Defines the type of author.

  • "auto": automatically edited using basic if/else logical rules

  • "ai": edited using a large language model

  • "human": edited by a human

  • string: custom author type

7.2.2 ClapVoice

Describes the attributes of a voice.

  • name (string)

  • gender (ClapEntityGender)

  • age (number)

  • region (ClapEntityRegion)

  • timbre (string: "high" | "neutral" | "deep")

  • appearance (string)

  • audioEngine (ClapEntityAudioEngine)

  • audioId (string)

7.2.3 ClapSceneEvent

Describes an event within a scene.

  • id (string): Unique identifier for the event.

  • type (string: "description" | "dialogue" | "action"): Type of the event.

  • character (string): Character involved in the event, if applicable.

  • description (string): Description of the event.

  • behavior (string): Behavior during the event.

  • startAtLine (number): Starting line of the event.

  • endAtLine (number): Ending line of the event.

7.2.4 ClapHeader, ClapMeta, ClapEntity, ClapScene, ClapSegment

These types have been described in the sections 3.1 to 3.5 respectively.

8. Compliance and Future Considerations

8.1 Compliance

To ensure compliance with the OpenClap specification, implementations MUST strictly adhere to the prescribed serialization, structure, and compression processes as defined in this document. Non-compliant implementations MAY result in files that are not interoperable with existing tools and programs designed to read or write OpenClap files.

8.2 Extensibility

Future versions of this specification MAY introduce new fields or types. Existing fields MAY evolve. Backwards compatibility SHALL be maintained whenever possible. Developers are encouraged to closely follow updates to the specification to ensure ongoing compatibility with future versions.

9. Security Considerations

Implementations that read, write, or otherwise process OpenClap files SHOULD be aware of potential security risks, especially when handling remote or file path assets as defined by the ClapAssetSource type.
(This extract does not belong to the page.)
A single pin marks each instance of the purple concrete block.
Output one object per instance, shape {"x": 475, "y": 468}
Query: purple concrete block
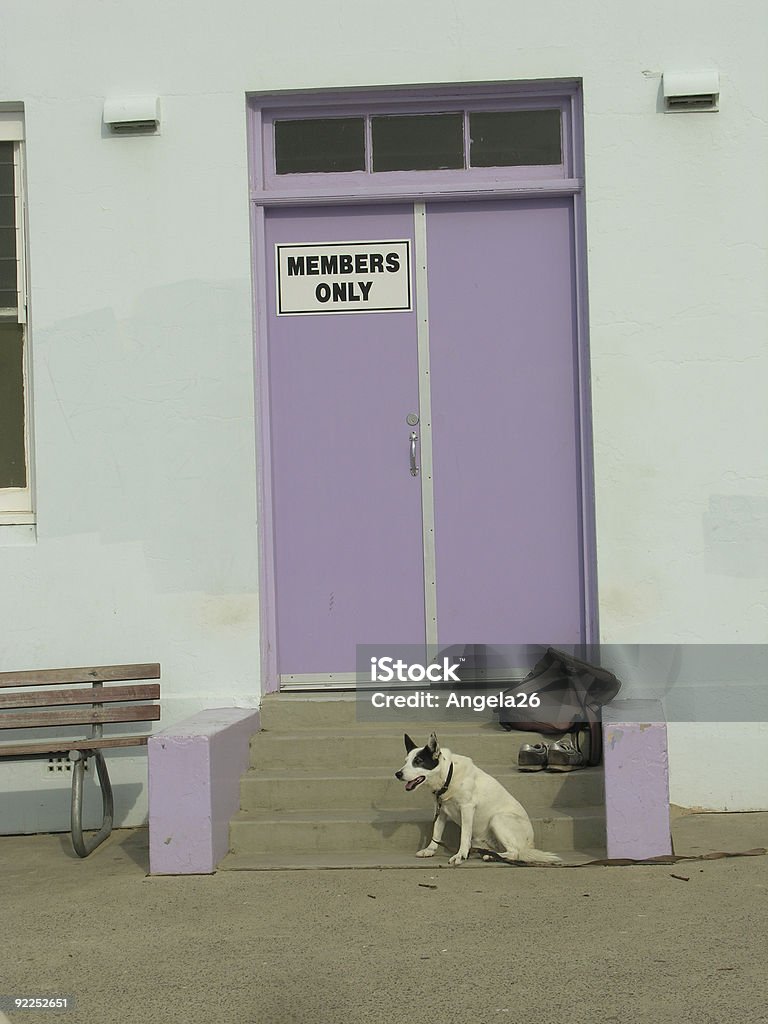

Specifically:

  • REMOTE: Ensure proper validation of all URLs to mitigate potential exploits, such as URL redirection attacks.

  • PATH: Handle file paths with care to prevent potential directory traversal attacks and ensure paths are valid and do not expose sensitive files on the filesystem.

  • DATA: Validate data: URIs to prevent data injection or related security issues.

An implementation processing OpenClap files MUST ensure that untrusted files and sources do not compromise system security.